Adapt2Quit – A Machine-Learning, Adaptive Motivational System: RCT for Socio-Economically Disadvantaged smokers”
Adapt2Quit — 机器学习、自适应激励系统:针对社会经济弱势吸烟者的随机对照试验 —
基本信息
- 批准号:10381513
- 负责人:
- 金额:$ 62.35万
- 依托单位:
- 依托单位国家:美国
- 项目类别:
- 财政年份:2020
- 资助国家:美国
- 起止时间:2020-04-16 至 2025-03-31
- 项目状态:未结题
- 来源:
- 关键词:AddressAdoptedAwardBehavior TherapyBehavioralBeliefBiochemicalCollaborationsCompetenceComplexComputersDataEffectivenessEngineeringEvaluationFeedbackFrequenciesFundingGoalsHealthHealthcareHeterogeneityIndividualInterventionInterviewLeadLearningMachine LearningMeasuresMediatingMediationMotivationOdds RatioPamphletsPaperPatternPrevalenceProcessRandomizedReadinessSelf DeterminationSelf EfficacySiteSmokeSmokerSmokingSmoking and Health ResearchSystemTarget PopulationsTestingText MessagingTimeactive controlbasebehavior changedesigndigital healthdisadvantaged populationeffectiveness evaluationevidence baseexperimental studyhealth care settingshealth disparityhigh risk populationimprovedinnovationlearning progressionmachine learning algorithmmultidisciplinarynicotine replacementprimary outcomequitlinerecruitrural healthcaresecondary outcomesmoking cessationsmoking-related diseasesocioeconomic disadvantagetailored messagingtheories
项目摘要
7. Project Summary
We will test Adapt2Quit, an innovative Machine-Learning, Adaptive Motivational Messaging System. Adapt2Quit
uses complex, machine-learning algorithms to adaptively select the best messages for a smoker, based upon
multiple attributes, including: 1) the smoker’s profile; 2) the smoker’s explicit feedback over time to the system;
and 3) data from thousands of prior smokers’ profiles and their feedback patterns.
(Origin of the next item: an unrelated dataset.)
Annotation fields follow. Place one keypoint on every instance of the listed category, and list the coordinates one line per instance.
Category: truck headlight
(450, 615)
Adapt2Quit’s type of machine-
learning is called a recommender system. Outside healthcare, companies (like Amazon) use recommender
systems to continuously learn from user feedback (e.g.: liked product, products purchased) to improve, thus
enhancing personal relevance and customer engagement. Engagement is a huge challenge for digital health. In
the field of computer-tailored health messaging, Adapt2Quit is the first to use machine-learning to continuously
adapt to feedback and select new personalized messages to send to smokers. To evaluate the impact of the
recommender system, Adapt2Quit will be compared with a robust, active control, a simple but effective
messaging system. In our pilot experiment, Adapt2Quit outperformed the control, especially among socio-
economically disadvantaged (SED) smokers. SED smokers are harder to engage in interventions. Thus,
Adapt2Quit’s increased engagement will be of particular importance for targeting SED smokers. In addition to
the potential impact of the Adapt2Quit messages in inducing and engaging smokers in cessation, our goal is to
increase use of the state Quitline. We will recruit 700 SED smokers at two sites. All smokers will complete a
baseline interview and receive a paper brochure with information about the state’s Quitline. Smokers will then
be randomized to: Adapt2Quit or the standard messaging. As the system is designed to enhance engagement,
and through engagement lead to positive actions, Aim 1 will focus on engagement [Hypothesis (H1a) Among
Adapt2Quit smokers, those with higher engagement levels (completed more ratings) will have greater scores on
the perceived competence scale (PCS)]. Aim 2 compares (Adapt2Quit and control) behavior change processes
including perceived competence for smoking cessation and cessation supporting actions (calling a Quitline)
[H2a: Adapt2Quit smokers will have greater scores on the PCS than control smokers; H2b: Adapt2Quit smokers
will adopt more cessation supporting actions (Quitline, NRT) than control smokers]. Aim 3 will assess
effectiveness of the system [H3a: (primary outcome) Adapt2Quit smokers will have greater smoking cessation
rates (6-month point prevalence biochemically verified) than control smokers; H3b: (secondary outcome)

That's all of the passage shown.